Elias’ın tepki geliştirememesi, kendisiyle konuşup, düşünüp bunu ifade edememesinin düşündürdüğü onun bir ‘sosyal ben’ yaratamadığını gösteriyor, kendisini ‘ferdi ben’ olarak tanımlayabiliyor belki ancak benliğin gerçekleşmesi için gerekli tepkiyi geliştiremiyor, diğerlerinin tavırlarını kendisinde içselleştiremiyor ve bu nedenle her ne kadar istese de ‘sosyal ben’e ‘ferdi ben’ olarak tavır geliştiremiyor. Bu onun tüm yaşamını etkiliyor, öyle ki âşık olduğu kadın bile kendisini sosyal yaşamda temsil eden felsefeci arkadaşının karısı. Ama o bununla da yüzleşemiyor ve ancak arkadaşı karısını terk ettiğinde onun yerine geçerek kendisini tatmin edebiliyor. Karısı Eva onun için başka anlamlar da taşıyor, çok güzel bir kadın olması kendi “ben”ini gerçekleştiremeyen Elias için, onu toplum içerisinde gösteren bir nesne işlevi de görüyor.

AŞAĞILIK KOMPLEKSİ Mİ?

Benliğin çoğul olduğu ve bir süreç içerisinde, deneyimlenerek, başkalarıyla iletişime geçerek, oluştuğu düşünülürse, Elias üzerinden konuya bakabiliriz. Elias, kurduğu ilişkilerde kendisi olarak varolamıyor, deneyimlerden payını alamıyor, süreç onun dışında işliyor gibi hissediyor ve bana kalırsa onun grup içindeki ‘performansı’ bu nedenle genellikle kendisine dair olandan çok başkalarına yönelik olandan besleniyor bu da onun bir nev-i ‘aşağılık kompleksi” olduğuna işaret edebilir. Çünkü yine Mead’e göre: “Kendimize ait olan ya da ait olmasını istediğimiz becerileri, en azından hayal dünyamızda açığa çıkararak sanattan, aşk romanlarından, etkileyici resimlerden büyük zevk alırız. Aşağılık kompleksi, gerçekleştirmek istediğimiz fakat gerçekleştiremediğimiz isteklerden kaynaklanır, aşağılık kompleksi aracılığıyla kendimizi bunlara uyarlarız” (2017: 220). Elias sevdiği romanlarla ki Musil, Mann, Proust, Kafka gibi yazarları seviyor, onların gerçekleştirdiğinde kendini buluyor hâttâ Thomas Mann tarafından romanının yazılmasını arzuluyor. Ayrıca ilişkilerinin başkasının gözünden varlığını tanımlayabilecek şekilde geliştirmesi, kendi başaramadıklarını başaranların yaşamına özenmesi ve fırsat bulduğunda mahcubiyet duyacağını bile bile başarılmış bir şeyin üzerine konması (arkadaşının evliliği gibi) bunun göstergesi oluyor.
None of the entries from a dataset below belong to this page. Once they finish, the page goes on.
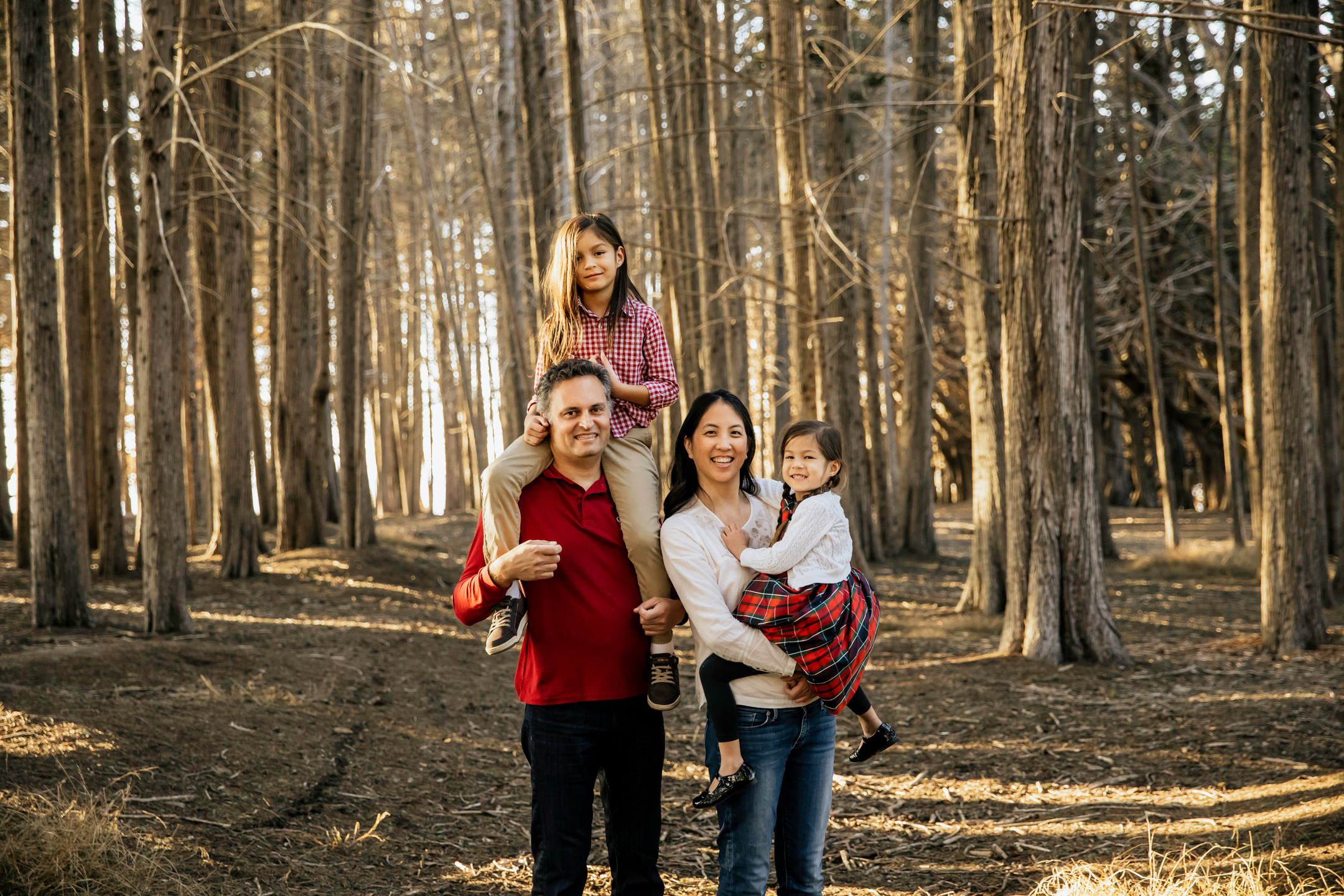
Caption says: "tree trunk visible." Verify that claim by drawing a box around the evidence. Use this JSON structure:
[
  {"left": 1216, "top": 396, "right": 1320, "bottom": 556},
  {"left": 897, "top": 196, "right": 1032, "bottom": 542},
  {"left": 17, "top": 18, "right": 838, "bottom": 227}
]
[
  {"left": 1307, "top": 68, "right": 1344, "bottom": 567},
  {"left": 79, "top": 0, "right": 126, "bottom": 576},
  {"left": 953, "top": 0, "right": 1007, "bottom": 615},
  {"left": 136, "top": 0, "right": 192, "bottom": 632},
  {"left": 1125, "top": 57, "right": 1180, "bottom": 549},
  {"left": 1259, "top": 0, "right": 1328, "bottom": 656},
  {"left": 1330, "top": 9, "right": 1344, "bottom": 603},
  {"left": 336, "top": 0, "right": 373, "bottom": 548},
  {"left": 897, "top": 0, "right": 940, "bottom": 555},
  {"left": 766, "top": 0, "right": 817, "bottom": 418},
  {"left": 818, "top": 0, "right": 882, "bottom": 564},
  {"left": 52, "top": 4, "right": 91, "bottom": 575},
  {"left": 874, "top": 0, "right": 900, "bottom": 556},
  {"left": 9, "top": 2, "right": 93, "bottom": 627},
  {"left": 993, "top": 0, "right": 1127, "bottom": 662},
  {"left": 1208, "top": 54, "right": 1246, "bottom": 547},
  {"left": 516, "top": 0, "right": 553, "bottom": 315},
  {"left": 208, "top": 0, "right": 266, "bottom": 579},
  {"left": 271, "top": 0, "right": 327, "bottom": 551},
  {"left": 1236, "top": 31, "right": 1265, "bottom": 539},
  {"left": 559, "top": 0, "right": 591, "bottom": 215},
  {"left": 98, "top": 0, "right": 140, "bottom": 561}
]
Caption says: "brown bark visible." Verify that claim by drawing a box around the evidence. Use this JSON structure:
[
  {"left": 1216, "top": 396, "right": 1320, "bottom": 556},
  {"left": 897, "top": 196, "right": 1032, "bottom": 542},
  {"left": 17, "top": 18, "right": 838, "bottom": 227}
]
[
  {"left": 993, "top": 0, "right": 1127, "bottom": 662},
  {"left": 1259, "top": 0, "right": 1328, "bottom": 656},
  {"left": 897, "top": 0, "right": 940, "bottom": 555},
  {"left": 438, "top": 0, "right": 526, "bottom": 437},
  {"left": 100, "top": 0, "right": 140, "bottom": 553},
  {"left": 9, "top": 2, "right": 93, "bottom": 627},
  {"left": 1125, "top": 56, "right": 1180, "bottom": 549},
  {"left": 766, "top": 0, "right": 817, "bottom": 418},
  {"left": 953, "top": 0, "right": 1007, "bottom": 615},
  {"left": 136, "top": 0, "right": 192, "bottom": 632},
  {"left": 1208, "top": 58, "right": 1246, "bottom": 547},
  {"left": 506, "top": 0, "right": 553, "bottom": 315},
  {"left": 211, "top": 0, "right": 265, "bottom": 579},
  {"left": 817, "top": 0, "right": 882, "bottom": 564},
  {"left": 79, "top": 0, "right": 126, "bottom": 576},
  {"left": 1236, "top": 32, "right": 1263, "bottom": 540},
  {"left": 52, "top": 4, "right": 90, "bottom": 577},
  {"left": 558, "top": 0, "right": 593, "bottom": 215},
  {"left": 336, "top": 0, "right": 373, "bottom": 548},
  {"left": 271, "top": 0, "right": 327, "bottom": 551}
]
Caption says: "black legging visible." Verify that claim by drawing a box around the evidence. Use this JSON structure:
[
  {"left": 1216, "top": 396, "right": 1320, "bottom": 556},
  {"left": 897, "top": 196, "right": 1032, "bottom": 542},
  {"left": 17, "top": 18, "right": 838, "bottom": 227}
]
[{"left": 700, "top": 654, "right": 872, "bottom": 743}]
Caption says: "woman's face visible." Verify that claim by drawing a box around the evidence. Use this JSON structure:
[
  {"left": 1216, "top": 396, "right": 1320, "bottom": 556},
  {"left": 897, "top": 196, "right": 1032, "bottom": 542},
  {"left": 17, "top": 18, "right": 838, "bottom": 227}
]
[{"left": 686, "top": 402, "right": 747, "bottom": 488}]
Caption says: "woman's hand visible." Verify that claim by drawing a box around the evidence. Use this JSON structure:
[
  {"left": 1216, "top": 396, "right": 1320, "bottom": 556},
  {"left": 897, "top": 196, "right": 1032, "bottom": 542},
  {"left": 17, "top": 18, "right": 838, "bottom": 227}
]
[
  {"left": 723, "top": 523, "right": 747, "bottom": 560},
  {"left": 783, "top": 671, "right": 817, "bottom": 702},
  {"left": 523, "top": 411, "right": 551, "bottom": 445}
]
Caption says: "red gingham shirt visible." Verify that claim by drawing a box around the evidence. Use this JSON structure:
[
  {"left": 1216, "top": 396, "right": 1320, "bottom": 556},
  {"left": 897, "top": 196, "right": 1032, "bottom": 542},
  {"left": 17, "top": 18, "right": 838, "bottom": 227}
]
[{"left": 532, "top": 298, "right": 681, "bottom": 438}]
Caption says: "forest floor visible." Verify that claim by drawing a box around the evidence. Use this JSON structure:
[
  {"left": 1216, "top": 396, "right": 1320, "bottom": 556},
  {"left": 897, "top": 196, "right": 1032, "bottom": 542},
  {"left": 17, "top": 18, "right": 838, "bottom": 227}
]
[{"left": 0, "top": 505, "right": 1344, "bottom": 896}]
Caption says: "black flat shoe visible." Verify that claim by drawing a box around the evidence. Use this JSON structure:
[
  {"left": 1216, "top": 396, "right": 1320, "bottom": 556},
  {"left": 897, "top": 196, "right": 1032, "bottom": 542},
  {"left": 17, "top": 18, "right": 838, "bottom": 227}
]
[
  {"left": 849, "top": 721, "right": 900, "bottom": 762},
  {"left": 691, "top": 763, "right": 755, "bottom": 809}
]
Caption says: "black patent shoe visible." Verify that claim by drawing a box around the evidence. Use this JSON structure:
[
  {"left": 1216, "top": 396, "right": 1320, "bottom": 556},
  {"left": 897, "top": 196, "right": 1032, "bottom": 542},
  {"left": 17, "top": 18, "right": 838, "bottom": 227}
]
[
  {"left": 691, "top": 763, "right": 755, "bottom": 809},
  {"left": 485, "top": 582, "right": 527, "bottom": 657},
  {"left": 849, "top": 721, "right": 900, "bottom": 762}
]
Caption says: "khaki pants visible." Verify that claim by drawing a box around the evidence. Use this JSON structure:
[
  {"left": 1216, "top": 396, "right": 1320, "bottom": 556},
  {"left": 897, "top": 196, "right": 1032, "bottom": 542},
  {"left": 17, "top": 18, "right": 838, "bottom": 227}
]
[{"left": 481, "top": 427, "right": 672, "bottom": 643}]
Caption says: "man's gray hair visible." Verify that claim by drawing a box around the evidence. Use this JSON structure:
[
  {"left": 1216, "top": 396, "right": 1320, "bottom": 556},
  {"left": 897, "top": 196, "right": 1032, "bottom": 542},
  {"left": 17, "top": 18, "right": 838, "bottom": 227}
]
[{"left": 536, "top": 357, "right": 612, "bottom": 421}]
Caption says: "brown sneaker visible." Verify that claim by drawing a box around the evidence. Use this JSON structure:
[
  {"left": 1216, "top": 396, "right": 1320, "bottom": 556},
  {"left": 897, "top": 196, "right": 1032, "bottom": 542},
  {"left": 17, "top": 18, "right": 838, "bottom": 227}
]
[{"left": 649, "top": 653, "right": 681, "bottom": 712}]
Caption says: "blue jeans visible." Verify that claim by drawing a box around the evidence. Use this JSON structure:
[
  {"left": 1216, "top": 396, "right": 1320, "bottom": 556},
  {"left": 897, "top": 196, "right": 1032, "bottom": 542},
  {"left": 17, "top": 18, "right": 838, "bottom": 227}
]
[
  {"left": 520, "top": 694, "right": 664, "bottom": 896},
  {"left": 704, "top": 700, "right": 836, "bottom": 896}
]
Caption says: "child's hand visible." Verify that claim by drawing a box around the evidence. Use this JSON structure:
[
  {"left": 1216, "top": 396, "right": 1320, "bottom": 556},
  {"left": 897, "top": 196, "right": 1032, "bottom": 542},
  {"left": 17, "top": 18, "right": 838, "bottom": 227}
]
[
  {"left": 589, "top": 352, "right": 625, "bottom": 386},
  {"left": 723, "top": 525, "right": 747, "bottom": 560},
  {"left": 523, "top": 414, "right": 551, "bottom": 445}
]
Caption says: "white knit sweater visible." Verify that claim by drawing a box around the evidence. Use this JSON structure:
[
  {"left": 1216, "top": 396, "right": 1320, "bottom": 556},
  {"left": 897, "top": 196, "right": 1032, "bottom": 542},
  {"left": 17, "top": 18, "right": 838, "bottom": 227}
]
[{"left": 739, "top": 492, "right": 854, "bottom": 590}]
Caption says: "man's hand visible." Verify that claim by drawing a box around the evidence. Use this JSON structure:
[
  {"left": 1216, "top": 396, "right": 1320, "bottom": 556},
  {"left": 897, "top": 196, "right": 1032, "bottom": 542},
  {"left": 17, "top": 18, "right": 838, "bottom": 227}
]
[
  {"left": 523, "top": 411, "right": 551, "bottom": 445},
  {"left": 783, "top": 671, "right": 817, "bottom": 702},
  {"left": 723, "top": 525, "right": 747, "bottom": 560},
  {"left": 489, "top": 539, "right": 561, "bottom": 589},
  {"left": 635, "top": 598, "right": 684, "bottom": 635}
]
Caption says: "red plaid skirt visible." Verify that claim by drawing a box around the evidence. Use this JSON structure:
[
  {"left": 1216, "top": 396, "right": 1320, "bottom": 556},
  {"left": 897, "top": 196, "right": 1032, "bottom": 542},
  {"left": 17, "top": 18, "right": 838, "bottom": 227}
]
[{"left": 734, "top": 569, "right": 877, "bottom": 713}]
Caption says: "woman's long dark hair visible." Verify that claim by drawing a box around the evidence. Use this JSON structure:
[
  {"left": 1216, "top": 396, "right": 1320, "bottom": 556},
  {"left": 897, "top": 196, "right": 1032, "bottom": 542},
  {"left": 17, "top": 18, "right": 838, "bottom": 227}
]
[{"left": 663, "top": 390, "right": 759, "bottom": 520}]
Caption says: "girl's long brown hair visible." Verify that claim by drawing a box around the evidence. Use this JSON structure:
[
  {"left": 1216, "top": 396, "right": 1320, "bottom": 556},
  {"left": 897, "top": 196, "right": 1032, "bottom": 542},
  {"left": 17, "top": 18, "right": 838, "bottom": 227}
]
[
  {"left": 541, "top": 212, "right": 644, "bottom": 366},
  {"left": 770, "top": 421, "right": 844, "bottom": 544}
]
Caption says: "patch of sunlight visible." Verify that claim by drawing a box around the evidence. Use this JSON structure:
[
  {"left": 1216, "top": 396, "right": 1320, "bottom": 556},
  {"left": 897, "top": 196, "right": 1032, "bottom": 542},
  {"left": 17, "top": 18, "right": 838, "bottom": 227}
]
[{"left": 0, "top": 704, "right": 117, "bottom": 756}]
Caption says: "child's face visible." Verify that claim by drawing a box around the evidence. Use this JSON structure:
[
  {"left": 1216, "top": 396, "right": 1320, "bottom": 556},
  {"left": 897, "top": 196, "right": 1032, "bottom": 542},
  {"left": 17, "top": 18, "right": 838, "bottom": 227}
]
[
  {"left": 780, "top": 435, "right": 840, "bottom": 498},
  {"left": 574, "top": 227, "right": 625, "bottom": 299}
]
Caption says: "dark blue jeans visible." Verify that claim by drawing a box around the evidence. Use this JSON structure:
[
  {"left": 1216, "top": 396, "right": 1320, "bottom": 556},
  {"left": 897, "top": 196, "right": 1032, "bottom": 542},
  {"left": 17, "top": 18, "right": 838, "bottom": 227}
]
[
  {"left": 704, "top": 700, "right": 836, "bottom": 896},
  {"left": 521, "top": 694, "right": 664, "bottom": 896}
]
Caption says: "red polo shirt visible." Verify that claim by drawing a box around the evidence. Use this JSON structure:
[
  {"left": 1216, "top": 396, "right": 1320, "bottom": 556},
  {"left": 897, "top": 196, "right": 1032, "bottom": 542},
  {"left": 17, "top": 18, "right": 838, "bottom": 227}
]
[{"left": 453, "top": 466, "right": 649, "bottom": 705}]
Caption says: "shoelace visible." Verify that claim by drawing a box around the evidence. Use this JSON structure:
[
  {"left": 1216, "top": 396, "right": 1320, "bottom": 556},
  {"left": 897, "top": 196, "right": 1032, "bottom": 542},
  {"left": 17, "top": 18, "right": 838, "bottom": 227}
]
[
  {"left": 649, "top": 662, "right": 676, "bottom": 685},
  {"left": 490, "top": 602, "right": 513, "bottom": 634}
]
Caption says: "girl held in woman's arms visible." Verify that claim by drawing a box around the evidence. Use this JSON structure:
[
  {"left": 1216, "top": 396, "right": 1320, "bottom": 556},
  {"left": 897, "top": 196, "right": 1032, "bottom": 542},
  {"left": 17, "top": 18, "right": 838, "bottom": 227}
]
[{"left": 694, "top": 421, "right": 897, "bottom": 809}]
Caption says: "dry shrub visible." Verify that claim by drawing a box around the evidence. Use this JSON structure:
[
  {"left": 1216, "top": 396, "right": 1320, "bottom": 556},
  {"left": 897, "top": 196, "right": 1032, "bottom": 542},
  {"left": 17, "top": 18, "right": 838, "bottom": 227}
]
[
  {"left": 1032, "top": 846, "right": 1344, "bottom": 896},
  {"left": 1131, "top": 539, "right": 1259, "bottom": 582},
  {"left": 0, "top": 790, "right": 205, "bottom": 896}
]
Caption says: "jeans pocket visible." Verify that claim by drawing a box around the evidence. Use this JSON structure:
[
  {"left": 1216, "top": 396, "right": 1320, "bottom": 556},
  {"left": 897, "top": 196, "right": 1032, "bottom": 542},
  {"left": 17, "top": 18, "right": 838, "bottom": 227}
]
[{"left": 738, "top": 707, "right": 778, "bottom": 730}]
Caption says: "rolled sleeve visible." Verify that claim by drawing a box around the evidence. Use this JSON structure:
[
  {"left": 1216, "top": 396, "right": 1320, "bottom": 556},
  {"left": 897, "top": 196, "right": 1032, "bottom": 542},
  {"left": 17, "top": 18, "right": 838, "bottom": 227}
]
[
  {"left": 453, "top": 520, "right": 505, "bottom": 626},
  {"left": 641, "top": 313, "right": 681, "bottom": 411}
]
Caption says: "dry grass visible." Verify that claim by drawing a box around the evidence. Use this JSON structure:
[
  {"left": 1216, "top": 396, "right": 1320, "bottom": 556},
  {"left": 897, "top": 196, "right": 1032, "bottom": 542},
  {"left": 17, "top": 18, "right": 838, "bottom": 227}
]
[
  {"left": 0, "top": 788, "right": 204, "bottom": 896},
  {"left": 1032, "top": 846, "right": 1344, "bottom": 896},
  {"left": 1129, "top": 539, "right": 1259, "bottom": 582}
]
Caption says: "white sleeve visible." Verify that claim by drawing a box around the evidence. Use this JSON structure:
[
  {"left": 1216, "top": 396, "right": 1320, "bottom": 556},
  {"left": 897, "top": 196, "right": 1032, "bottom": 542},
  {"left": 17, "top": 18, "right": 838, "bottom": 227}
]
[
  {"left": 755, "top": 480, "right": 783, "bottom": 509},
  {"left": 661, "top": 524, "right": 797, "bottom": 676},
  {"left": 738, "top": 498, "right": 842, "bottom": 575}
]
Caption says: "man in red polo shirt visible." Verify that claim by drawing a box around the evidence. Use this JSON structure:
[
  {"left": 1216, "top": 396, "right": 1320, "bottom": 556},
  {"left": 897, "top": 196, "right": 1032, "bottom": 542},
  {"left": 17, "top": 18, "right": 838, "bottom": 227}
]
[{"left": 453, "top": 358, "right": 683, "bottom": 896}]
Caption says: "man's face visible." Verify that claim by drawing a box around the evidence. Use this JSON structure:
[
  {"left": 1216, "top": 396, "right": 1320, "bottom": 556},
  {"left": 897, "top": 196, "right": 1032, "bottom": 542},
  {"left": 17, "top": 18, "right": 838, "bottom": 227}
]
[{"left": 548, "top": 376, "right": 612, "bottom": 459}]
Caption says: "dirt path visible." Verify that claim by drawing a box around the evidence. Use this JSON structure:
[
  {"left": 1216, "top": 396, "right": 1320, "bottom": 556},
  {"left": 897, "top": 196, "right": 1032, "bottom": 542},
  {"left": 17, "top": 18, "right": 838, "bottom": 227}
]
[{"left": 0, "top": 508, "right": 1344, "bottom": 896}]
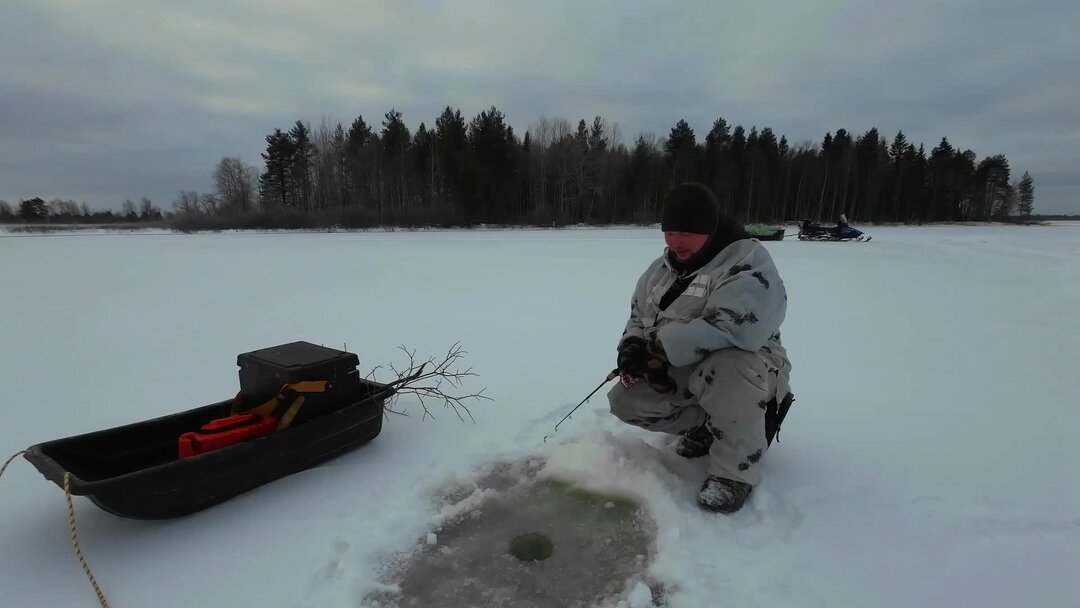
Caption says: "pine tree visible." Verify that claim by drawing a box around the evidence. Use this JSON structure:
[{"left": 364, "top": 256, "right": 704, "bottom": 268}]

VARLIK BİÇİMİ OLARAK KAYGI 

Dag Solstad’ın karakteri öğretmenler odasında kendisini ifade edemiyor, ilişkiye geçemiyor, anlaşılmayacağını düşünüyor, aynı heyecanı paylaşacağı insanların yokluğundan dem vuruyor, boğuluyor, sıkılıyor ama değiştirmek konusunda da adım atamıyor. Örneğin; okuldaki matematik öğretmenini yemeğe çağırmak için günlerce kafa patlatıyor ve bunu bile beceremiyor. Oysa ait olmadığını, anlaşılamadığını düşündüğü öğretmenler odasında iletişime geçebileceği bir öznenin sinyallerini aldığı matematik öğretmeni, onun arzu duyduğu ortamı sağlayabilecek tek kişi belki ama onu ve eşini bir akşam yemeğinde ağırlamak Elias’ın kaygılı varlığına çok geliyor. Onun verili rolleri yerine getiren, sorumlu bir yurttaş, memleketinin edebiyatını gençlere öğreten ve vatandaş olmanın şartlarını yerine getiren bir yaşam tercihi de bununla ilgili bana kalırsa. Çünkü sürdüğü yaşam oldukça çelişkiliyken, o aslen olmak istediğine bir türlü cesaret edemiyor. Kendisini sorguladığı süreçte benliğini gerçekleştirememiş bir bireyin kaygılı hezeyanlarıyla karşılaşıyoruz. Bu aynı zamanda kendisini hayatta başarısız gören ancak arzuladığı şeye ulaşmak için de –kriz ânındaki sorgulamaya kadar- herhangi bir çaba göstermeyen, yaşamı ona verdikleriyle anlamlı kılan, onu aşmak için bir şey yapmayan bir bireyin yansıması olarak da değerlendirilebilir. Karakterin bu tereddütlü varlığı onun tercihi gibi, o aslında kaygılarını bir varlık biçimine dönüştürüyor. Tüm sorgulamalarına rağmen, endişe duyduğu tek şeyin kendisine adeta verilmiş bir yaşamı kaybetmek olması da belki bununla ilgili. Çünkü kaygı onun varlık biçimi hayattan almak istediği hazzın önüne kurduğu set belki de.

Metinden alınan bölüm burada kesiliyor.